NEW YORK — The price of natural gas is plummeting at a pace that has caught even the experts off guard.
A 35 percent collapse in the futures price over the past year has been a boon to homeowners who use natural gas for heat and appliances and to manufacturers who power their factories and make chemicals and materials with it.
The country is flush with natural gas as a result of new drilling techniques that have enabled energy companies to tap vast supplies that were out of reach not so long ago. The country’s natural gas surplus has been growing even as the country burns record amounts.
This winter’s warm weather slowed the growth in demand, however, and created a glut. In the Northeast, December was the fourth warmest in the last 117 years. Winter supplies are 17 percent above their five-year average.
The natural gas futures price fell 13 percent last week, to $2.67 per 1,000 cubic feet. That’s the lowest winter-time level in a decade.
“The market has been overwhelmed with gas,” says Anthony Yuen, a commodities analyst at Citibank.
He and other analysts expect the price to average near $3 for all of 2012. If the weather stays mild, the price could even dip below $2, a level not seen since 2002.
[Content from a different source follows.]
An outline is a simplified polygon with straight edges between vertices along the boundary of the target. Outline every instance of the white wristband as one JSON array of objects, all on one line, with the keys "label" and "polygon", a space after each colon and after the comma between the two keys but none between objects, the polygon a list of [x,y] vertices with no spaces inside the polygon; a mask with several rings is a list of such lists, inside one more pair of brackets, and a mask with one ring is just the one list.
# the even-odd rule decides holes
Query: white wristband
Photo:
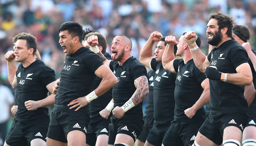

Cheap natural gas is mainly a good thing for the economy:
— More than half of U.S. households use natural gas for heat, and a quarter of the nation’s electricity is made from it. Falling heating and electric costs are offsetting the impact of high gasoline prices and enabling families and small businesses to spend on other things. Residential gas and electric customers are saving roughly $200 a year, according to a study by Navigant Consulting.
— For companies that make plastics, fertilizer and other chemicals derived from natural gas, the falling prices are nothing short of a windfall. The same goes for makers of products from steel to bricks to beer. All use a lot of natural gas to heat their furnaces. U.S. manufacturers are becoming more competitive globally as a result of the country’s cheap natural gas, industry officials say.
Some industries aren’t cheering, though.
With electricity prices falling, the profits of all electric power producers — whether they rely on coal, nuclear or wind — are shrinking.